Table 1 Operating points studied in the experimental series
Feed gas CH4, NL min−1 CO2, NL min−1 H2O, g min−1 (NL min−1) O/R, —
1 9 8.8 (10.95) 1.2
2 9 2.25 6.8 (8.46) 1.2
3 9 9 4.3 (5.35) 1.6

Although the applied reformer catalyst was not explicitly proposed for dry reforming, the results of preliminary reformer tests are comparable to the expected thermodynamic equilibrium. The feed gas flow was defined according to a preliminary reformer test, to ensure a methane conversion of more than 85% for all operating points. For future industrial applications separate reformer catalyst characterization is suggested to ascertain the suitability for the respective feedstock.
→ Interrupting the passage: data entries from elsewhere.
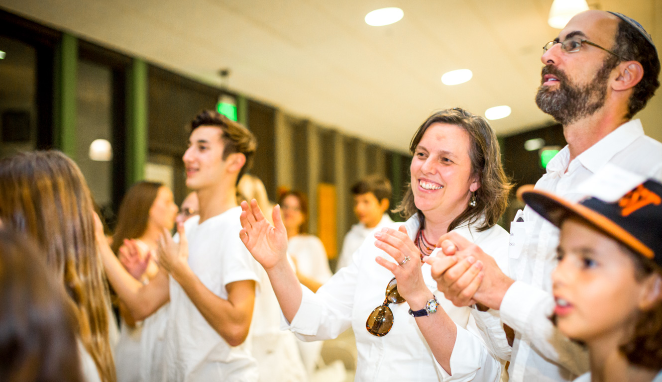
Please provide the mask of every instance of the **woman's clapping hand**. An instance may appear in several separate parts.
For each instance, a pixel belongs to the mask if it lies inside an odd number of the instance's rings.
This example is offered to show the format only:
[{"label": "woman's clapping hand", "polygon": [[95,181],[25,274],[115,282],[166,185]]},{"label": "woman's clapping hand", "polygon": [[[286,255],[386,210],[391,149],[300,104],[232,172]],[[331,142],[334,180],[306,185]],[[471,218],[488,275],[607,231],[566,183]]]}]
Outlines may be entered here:
[{"label": "woman's clapping hand", "polygon": [[[420,252],[409,238],[404,225],[396,230],[384,228],[375,234],[375,246],[385,252],[397,263],[377,257],[375,261],[389,269],[398,281],[398,293],[412,305],[414,301],[427,301],[431,297],[421,271]],[[404,263],[406,258],[408,260]]]}]

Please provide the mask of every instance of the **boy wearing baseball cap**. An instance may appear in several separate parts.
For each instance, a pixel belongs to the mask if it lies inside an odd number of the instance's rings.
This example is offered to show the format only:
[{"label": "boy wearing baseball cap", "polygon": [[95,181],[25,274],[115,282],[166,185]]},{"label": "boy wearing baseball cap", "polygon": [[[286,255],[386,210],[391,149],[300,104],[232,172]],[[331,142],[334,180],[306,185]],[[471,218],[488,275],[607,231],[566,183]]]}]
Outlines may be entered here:
[{"label": "boy wearing baseball cap", "polygon": [[602,199],[579,203],[533,187],[518,192],[561,229],[553,319],[589,350],[591,372],[576,381],[661,382],[662,184],[647,180],[616,197],[602,188]]}]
However, the performance of these tests was outside the scope of the study.

Two process parameters, the steam ratio and the carbon dioxide ratio (see eqn (11) and (12)), characterize the gas–solid equilibrium of iron oxide reduction and oxidation according to the Bauer–Glaessner diagram.12 All variables for the carbon dioxide ratio were determined by the gas analysis system, whereas the amount of steam was calculated from the hydrogen mole balance, and the steam ratio was thus more inaccurate.
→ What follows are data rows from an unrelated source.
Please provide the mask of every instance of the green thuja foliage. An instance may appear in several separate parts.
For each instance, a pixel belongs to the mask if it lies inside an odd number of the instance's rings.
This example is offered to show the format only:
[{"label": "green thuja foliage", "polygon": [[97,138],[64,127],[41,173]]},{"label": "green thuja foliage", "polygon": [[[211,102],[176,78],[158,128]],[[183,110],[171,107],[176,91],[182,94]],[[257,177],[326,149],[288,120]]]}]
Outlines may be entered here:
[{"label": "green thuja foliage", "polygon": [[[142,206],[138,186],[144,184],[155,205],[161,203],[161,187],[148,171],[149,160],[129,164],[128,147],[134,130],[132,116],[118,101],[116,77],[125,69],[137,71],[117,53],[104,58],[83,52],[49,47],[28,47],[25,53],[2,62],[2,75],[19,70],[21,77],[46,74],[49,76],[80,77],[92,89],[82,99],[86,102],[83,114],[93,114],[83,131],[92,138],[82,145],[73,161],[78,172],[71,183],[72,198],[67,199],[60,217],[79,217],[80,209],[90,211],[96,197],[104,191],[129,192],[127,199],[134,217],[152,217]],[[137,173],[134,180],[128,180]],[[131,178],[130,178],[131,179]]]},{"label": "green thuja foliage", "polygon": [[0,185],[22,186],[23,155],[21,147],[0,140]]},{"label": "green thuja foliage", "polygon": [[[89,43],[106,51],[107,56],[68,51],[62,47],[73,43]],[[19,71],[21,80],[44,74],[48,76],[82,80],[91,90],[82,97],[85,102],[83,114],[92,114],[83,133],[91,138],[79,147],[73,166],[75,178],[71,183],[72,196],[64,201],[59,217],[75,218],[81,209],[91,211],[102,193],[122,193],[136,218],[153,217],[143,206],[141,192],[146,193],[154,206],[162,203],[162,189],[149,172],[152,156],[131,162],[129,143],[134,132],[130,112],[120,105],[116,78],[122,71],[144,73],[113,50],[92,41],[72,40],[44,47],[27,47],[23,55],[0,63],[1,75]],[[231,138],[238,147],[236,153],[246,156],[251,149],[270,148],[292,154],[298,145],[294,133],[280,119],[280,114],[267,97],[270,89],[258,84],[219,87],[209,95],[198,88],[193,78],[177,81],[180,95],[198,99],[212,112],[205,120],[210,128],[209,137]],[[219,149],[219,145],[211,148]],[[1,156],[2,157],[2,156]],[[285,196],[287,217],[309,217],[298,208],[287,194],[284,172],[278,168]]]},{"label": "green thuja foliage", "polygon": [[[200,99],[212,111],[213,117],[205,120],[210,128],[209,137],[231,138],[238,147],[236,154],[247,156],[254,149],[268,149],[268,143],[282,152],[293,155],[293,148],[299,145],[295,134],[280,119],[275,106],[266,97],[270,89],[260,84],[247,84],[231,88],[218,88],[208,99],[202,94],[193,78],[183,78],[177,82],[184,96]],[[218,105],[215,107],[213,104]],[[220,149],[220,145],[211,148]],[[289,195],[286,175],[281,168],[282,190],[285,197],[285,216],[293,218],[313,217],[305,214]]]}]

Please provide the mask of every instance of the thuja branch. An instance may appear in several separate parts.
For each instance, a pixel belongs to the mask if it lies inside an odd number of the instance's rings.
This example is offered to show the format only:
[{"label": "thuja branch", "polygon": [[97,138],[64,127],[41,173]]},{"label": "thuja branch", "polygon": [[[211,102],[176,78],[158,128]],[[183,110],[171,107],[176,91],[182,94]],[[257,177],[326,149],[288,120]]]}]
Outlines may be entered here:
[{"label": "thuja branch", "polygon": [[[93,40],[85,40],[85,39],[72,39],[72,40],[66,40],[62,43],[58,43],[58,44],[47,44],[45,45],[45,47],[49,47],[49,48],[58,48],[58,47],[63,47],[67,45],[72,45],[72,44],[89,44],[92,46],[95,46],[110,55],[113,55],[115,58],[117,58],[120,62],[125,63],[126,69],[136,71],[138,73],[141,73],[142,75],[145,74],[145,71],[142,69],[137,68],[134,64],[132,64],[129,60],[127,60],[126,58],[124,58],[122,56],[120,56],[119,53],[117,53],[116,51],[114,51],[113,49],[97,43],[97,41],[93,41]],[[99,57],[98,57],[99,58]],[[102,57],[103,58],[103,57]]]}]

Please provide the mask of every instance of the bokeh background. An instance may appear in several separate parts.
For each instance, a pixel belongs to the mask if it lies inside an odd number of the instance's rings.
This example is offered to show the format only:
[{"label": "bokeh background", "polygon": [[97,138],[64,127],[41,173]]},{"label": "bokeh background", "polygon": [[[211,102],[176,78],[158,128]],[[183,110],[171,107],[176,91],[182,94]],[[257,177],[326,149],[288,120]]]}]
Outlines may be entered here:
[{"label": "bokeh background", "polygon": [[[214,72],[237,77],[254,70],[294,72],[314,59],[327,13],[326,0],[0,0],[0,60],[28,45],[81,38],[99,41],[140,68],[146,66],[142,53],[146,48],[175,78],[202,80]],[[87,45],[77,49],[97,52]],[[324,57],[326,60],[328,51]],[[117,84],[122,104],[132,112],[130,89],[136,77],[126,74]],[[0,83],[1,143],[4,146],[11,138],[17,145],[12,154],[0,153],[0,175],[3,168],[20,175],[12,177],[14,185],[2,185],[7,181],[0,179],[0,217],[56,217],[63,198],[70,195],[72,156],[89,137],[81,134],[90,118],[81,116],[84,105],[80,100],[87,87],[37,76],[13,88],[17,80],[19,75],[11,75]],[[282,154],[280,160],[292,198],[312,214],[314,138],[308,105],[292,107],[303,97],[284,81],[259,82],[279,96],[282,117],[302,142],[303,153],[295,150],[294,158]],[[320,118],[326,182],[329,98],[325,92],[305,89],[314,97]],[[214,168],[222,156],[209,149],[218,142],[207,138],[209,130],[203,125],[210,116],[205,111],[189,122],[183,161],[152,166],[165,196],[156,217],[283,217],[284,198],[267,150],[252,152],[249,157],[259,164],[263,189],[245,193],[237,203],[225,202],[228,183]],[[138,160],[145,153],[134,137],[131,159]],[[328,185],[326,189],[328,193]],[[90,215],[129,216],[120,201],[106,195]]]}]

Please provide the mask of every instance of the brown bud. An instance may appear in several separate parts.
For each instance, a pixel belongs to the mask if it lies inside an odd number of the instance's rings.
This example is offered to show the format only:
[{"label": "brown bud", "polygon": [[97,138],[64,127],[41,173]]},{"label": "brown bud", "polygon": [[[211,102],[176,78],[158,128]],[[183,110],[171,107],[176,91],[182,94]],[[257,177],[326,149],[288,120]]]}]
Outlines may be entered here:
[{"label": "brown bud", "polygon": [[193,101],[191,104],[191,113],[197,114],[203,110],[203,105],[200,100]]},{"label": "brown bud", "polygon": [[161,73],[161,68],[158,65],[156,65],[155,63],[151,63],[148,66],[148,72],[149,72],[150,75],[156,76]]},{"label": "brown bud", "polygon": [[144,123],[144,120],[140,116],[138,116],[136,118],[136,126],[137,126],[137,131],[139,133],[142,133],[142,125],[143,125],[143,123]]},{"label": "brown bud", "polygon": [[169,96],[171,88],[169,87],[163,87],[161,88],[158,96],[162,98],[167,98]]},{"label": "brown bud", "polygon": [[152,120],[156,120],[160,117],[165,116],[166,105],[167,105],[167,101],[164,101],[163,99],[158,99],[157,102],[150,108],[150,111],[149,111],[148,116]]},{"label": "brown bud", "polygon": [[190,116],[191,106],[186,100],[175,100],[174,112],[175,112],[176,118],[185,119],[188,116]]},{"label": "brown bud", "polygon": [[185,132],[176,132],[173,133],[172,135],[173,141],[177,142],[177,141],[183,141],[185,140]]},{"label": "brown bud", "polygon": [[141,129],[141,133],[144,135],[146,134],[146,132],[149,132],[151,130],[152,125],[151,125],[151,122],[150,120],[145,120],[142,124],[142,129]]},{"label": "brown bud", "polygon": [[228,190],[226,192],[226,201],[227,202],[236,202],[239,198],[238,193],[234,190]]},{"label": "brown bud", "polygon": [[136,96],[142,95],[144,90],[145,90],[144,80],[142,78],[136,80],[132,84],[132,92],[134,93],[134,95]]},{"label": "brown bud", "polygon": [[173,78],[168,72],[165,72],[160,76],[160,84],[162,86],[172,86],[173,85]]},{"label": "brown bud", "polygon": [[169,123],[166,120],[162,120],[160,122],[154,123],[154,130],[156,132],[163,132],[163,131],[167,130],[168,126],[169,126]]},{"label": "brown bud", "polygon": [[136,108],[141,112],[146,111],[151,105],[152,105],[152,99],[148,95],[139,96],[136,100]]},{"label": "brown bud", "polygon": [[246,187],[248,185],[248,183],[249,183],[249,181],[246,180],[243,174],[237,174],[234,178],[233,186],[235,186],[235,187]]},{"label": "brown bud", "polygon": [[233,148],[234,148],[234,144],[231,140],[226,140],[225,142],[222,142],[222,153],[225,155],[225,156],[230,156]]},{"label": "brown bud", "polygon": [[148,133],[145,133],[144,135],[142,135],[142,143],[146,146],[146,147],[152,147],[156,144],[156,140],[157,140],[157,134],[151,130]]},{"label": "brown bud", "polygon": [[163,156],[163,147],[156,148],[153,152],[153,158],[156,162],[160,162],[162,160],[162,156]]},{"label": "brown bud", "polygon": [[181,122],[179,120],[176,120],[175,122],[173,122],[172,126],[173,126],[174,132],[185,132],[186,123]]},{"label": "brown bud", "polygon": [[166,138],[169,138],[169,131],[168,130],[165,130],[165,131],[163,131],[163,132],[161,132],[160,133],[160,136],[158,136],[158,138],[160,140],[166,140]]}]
image file: c9se00980a-t2.tif(11)
image file: c9se00980a-t3.tif(12)

Thermodynamic calculations for the system heat balance were performed with ASPEN Plus v8.4 with the Peng–Robinson EOS by minimizing the Gibbs free energy and HSC Chemistry 5.1.

Experimental results

The scope of this study was to demonstrate the feasibility of generating pure streams of carbon dioxide, hydrogen and nitrogen in a fixed-bed chemical looping lab system on an industrially relevant scale. First, the results of a standard experiment are presented. Subsequently potential improvements are determined by describing the influence of specific process parameters on the product gas purity and system behavior. Furthermore, the thermal behavior of such a system is described.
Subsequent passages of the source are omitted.